Quest'edizione del Primavera Sound di Barcellona sarà ricordata come quella delle troppe reunion di colossi indie (davvero troppe, a scapito della nuova musica), e per il freddo. La poca primavera del Primavera tocca il suo punto peggiore al tramonto e all'alba, quando il vento soffia dal mare e si infila dappertutto. La giornata di sabato non fa eccezione, e anche per questo le occasioni di entrare all’Auditorium sono particolarmente apprezzate: poco prima del calar del sole, ad esempio, Apparat presenta lì il suo nuovo Krieg und Frieden. L’album segna un'altra tappa della sua deriva da un'elettronica "suonata" ad una sorta di "falsa elettronica", in cui suoni digitali si mescolano con archi, strumenti elettrici e percussioni: l’ora di performance vola via in un attimo, fra cupi droni e liriche aperture di violino e violoncelli. Quando esce dai limiti imposti dalla forma-canzone il musicista tedesco riesce a essere molto più convincente, meno melanconico-lamentoso e radicalmente più inventivo. Belli anche i visual, coerentemente "analogici", fatti con soli giochi di luce, piccoli oggetti (corde, nastri, carta...) e un paio di videocamere.

La giornata procede un po' mollemente, anche per qualche annullamento (Band of Horses, all'ultimo, e Rodriguez, già annunciato nelle settimane precedenti). Si ha tempo quindi per ascoltare con calma i Dead Can Dance - in stato di grazia - e un pezzetto dei Wu-Tang Clan prima dell’atteso show di Nick Cave.
Poco da dire, su di lui: band esemplare, concerto esemplare, curiosamente troppo corto (appena un'ora) e senza bis - essendo il nome di maggior richiamo, insieme ai Blur, ci si aspettava qualcosa di più. La scaletta pesca generosamente dall'ultimo Push the Sky Away, soprattutto nei brani più lenti e intimisti, con gli spazi fra l'uno e l'altro riempiti con qualche grande classico: "Tupelo", "From Her to Eternity", "The Weeping Song", "Red Right Hand", "The Mercy Seat" e una sinuosa e lunghissima "Stagger Lee" che finisce (anzi, che non finisce mai!) con Cave in piedi sulle prime file del pubblico. Nella sua – purtroppo – eccessiva sintesi, uno dei momenti migliori del festival.

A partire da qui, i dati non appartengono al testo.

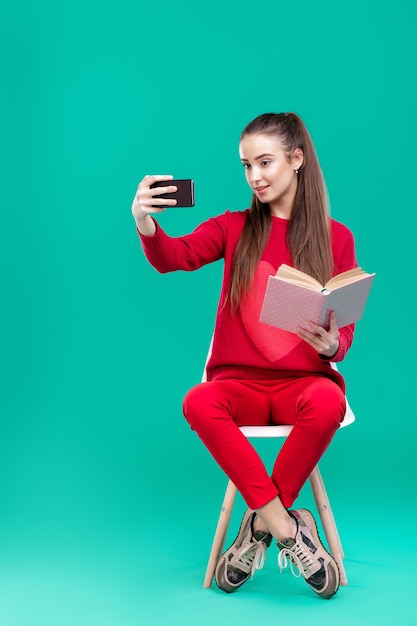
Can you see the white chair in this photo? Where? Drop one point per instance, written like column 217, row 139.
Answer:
column 317, row 485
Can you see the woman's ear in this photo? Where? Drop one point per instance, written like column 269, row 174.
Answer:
column 297, row 159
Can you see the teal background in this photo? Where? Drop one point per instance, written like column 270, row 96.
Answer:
column 108, row 502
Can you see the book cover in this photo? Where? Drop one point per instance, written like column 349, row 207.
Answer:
column 287, row 305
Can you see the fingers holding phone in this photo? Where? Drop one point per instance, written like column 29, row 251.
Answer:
column 157, row 193
column 145, row 202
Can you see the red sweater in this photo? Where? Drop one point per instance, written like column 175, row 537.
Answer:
column 242, row 346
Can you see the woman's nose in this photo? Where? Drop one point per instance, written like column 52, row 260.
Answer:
column 254, row 175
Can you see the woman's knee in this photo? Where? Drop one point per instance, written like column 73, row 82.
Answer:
column 327, row 402
column 204, row 402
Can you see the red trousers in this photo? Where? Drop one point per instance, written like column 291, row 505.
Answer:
column 315, row 405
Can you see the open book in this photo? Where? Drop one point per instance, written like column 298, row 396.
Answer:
column 293, row 298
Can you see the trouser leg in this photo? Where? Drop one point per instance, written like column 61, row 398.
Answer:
column 215, row 410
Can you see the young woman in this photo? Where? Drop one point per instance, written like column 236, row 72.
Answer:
column 259, row 375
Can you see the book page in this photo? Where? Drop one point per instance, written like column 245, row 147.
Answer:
column 297, row 277
column 345, row 278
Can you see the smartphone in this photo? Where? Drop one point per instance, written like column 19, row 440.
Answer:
column 184, row 194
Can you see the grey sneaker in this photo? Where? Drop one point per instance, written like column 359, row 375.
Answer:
column 307, row 552
column 246, row 555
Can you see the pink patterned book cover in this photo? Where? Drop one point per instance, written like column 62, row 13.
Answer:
column 287, row 306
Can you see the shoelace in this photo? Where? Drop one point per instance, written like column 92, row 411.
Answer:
column 252, row 559
column 298, row 556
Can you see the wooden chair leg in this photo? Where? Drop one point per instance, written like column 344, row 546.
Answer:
column 328, row 521
column 220, row 534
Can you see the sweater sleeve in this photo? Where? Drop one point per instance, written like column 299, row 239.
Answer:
column 189, row 252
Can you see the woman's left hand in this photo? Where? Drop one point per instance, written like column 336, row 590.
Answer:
column 326, row 342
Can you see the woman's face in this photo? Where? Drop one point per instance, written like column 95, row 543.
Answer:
column 269, row 172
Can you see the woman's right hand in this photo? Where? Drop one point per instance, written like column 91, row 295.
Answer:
column 147, row 202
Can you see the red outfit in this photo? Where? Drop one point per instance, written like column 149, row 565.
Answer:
column 258, row 374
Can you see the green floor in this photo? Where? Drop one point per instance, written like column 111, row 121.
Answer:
column 149, row 572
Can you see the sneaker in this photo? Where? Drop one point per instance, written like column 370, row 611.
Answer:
column 309, row 555
column 246, row 555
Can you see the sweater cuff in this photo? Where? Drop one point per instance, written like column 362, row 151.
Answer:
column 337, row 356
column 144, row 237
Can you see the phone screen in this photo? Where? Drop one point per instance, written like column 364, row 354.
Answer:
column 184, row 194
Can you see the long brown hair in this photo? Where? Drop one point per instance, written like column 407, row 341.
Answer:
column 308, row 235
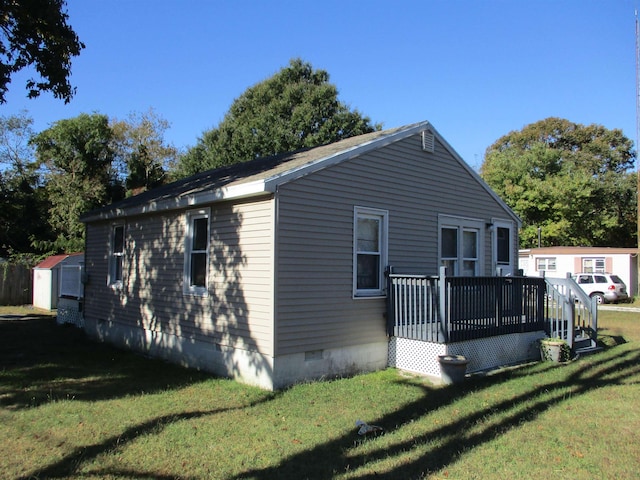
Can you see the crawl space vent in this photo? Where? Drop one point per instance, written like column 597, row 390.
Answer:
column 428, row 141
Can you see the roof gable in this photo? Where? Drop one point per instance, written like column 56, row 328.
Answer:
column 55, row 260
column 264, row 175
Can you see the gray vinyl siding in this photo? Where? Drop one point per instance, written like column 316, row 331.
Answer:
column 314, row 304
column 237, row 312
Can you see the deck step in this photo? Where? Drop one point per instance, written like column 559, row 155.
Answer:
column 585, row 346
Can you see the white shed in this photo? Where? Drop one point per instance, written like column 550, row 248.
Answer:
column 56, row 276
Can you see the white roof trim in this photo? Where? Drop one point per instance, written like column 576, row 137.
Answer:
column 272, row 183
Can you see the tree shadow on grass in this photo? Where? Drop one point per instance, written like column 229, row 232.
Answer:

Complice il concerto-lampo di Cave, e la distanza dell'altro capo del Parc del Fòrum fattasi ancora più chilometrica dopo tre giorni di festival, rimane oltre un'ora prima dei My Bloody Valentine: è l'occasione per testare Phosphorescent, moniker del cantautore Matthew Houck, che dal vivo punta su suoni di organo e synth vintage e ci fa passare tre quarti d’ora piacevoli.
I My Bloody Valentine, tanto attesi, ricambiano solo in parte le aspettative. La variabile volume, soprattutto, non si dovrebbe mai sottovalutare con certi generi di musica: le chitarre di Kevin Shields suonano veramente, in tutti i loro innumerevoli colori, solo dal vivo, ma l’impatto generale rimane un po’ moscio se non si alza il cursore dei decibel verso l'alto. L’impressione a dire il vero riguarda buona parte dei concerti sul palco principale (l’Heineken), curiosamente costruito fianco a fianco con il più piccolo ATP, con ovvi problemi di reciproco inquinamento sonoro. C'è ancora tempo per qualche secondo di Omar Souleyman – che qui e là era già, appunto, affiorato durante la performance dei My Bloody Valentine (senza far bene né a sé né a loro), per i ballatissimi Hot Chip e per un misterioso gruppo locale, The Suicide of Western Culture, la cui musica - ragionevolmente - non può credibilmente manifestarsi prima delle quattro del mattino, e ad un volume più che smodato: hardcore elettronico, distorto e velocissimo, un po’ alla Fuck Buttons. Quello che ci vuole per tenersi svegli mentre intorno albeggia, in attesa di andare all'aeroporto.